Lawmakers reported $5.2 million in compensation last year and $2.5 million in 2016.
Bath Iron Works has reported spending about $16,000 so far to preserve a tax credit program worth tens of millions and set to end this year. The General Dynamics-owned company's general counsel, Jon Fitzgerald, told lawmakers it's delivered on its promises and invested more than $500 million in its facility since 1996.
Fitzgerald said Bath Iron Works, which builds Navy destroyers, is competing with larger shipyards that receive significant state support. But a number of Maine residents have called on lawmakers to reject $60 million in "corporate welfare" to General Dynamics.
Lawmakers haven't made a decision on the tax break's future yet.
Maine lawmakers haven't yet moved ahead on two bills to strengthen rights for crime victims.
One measure is part of a multi-state campaign bankrolled by California billionaire Henry Nicholas, whose sister was stalked and killed by her ex-boyfriend in 1983. The accused was released on bail a week after her murder without her family being told.
The American Civil Liberties Union of Maine and others have warned a proposed crime victim rights amendment would be unconstitutional and overburden Maine courts.

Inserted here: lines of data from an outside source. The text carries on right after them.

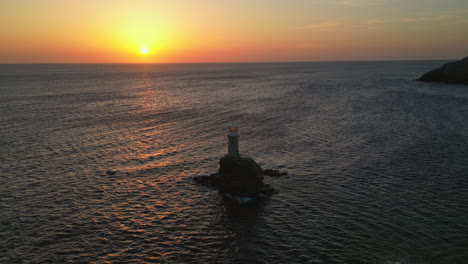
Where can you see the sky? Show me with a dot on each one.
(179, 31)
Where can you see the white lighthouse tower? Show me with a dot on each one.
(233, 142)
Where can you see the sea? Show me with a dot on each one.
(97, 163)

A scaled-down bill to allow victims to be present at certain proceedings has received some criticism from the Legislature's Criminal Law Advisory Commission.
Verizon has reported spending nearly $10,000 backing a bill to expand broadband access by making it easier to install shoebox-size antennas on traffic signals, street lights and other structures.
So-called "small cell" technology can help target areas in a low-profile way, Verizon lobbyist Jim Cohen told lawmakers last month. The Cellular Telecommunications Industry Association and wireless carriers like AT&T have also reported lobbying on the Maine bill.
But the bill's future appears uncertain after a recent legislative panel disagreed about whether it should become law. The Maine Municipal Association and the City of Portland has argued the bill would limit local control and regulation over small cell sites.
Altria, one of the world's largest tobacco and cigarette makers, is among companies that are lobbying lawmakers who are figuring out the consequences of President Trump's tax reform bill on Maine.
State lawmakers are considering whether to make any changes in response to Trump's reform, and Republican Gov. Paul LePage says he won't support any changes that could mean a net tax increase for Mainers.
The LePage administration has said federal tax reform could save Maine businesses and residents millions on federal taxes, and that the state could avoid a potential state income tax increase for some Mainers. The governor has said his administration will soon release a tax conformity bill.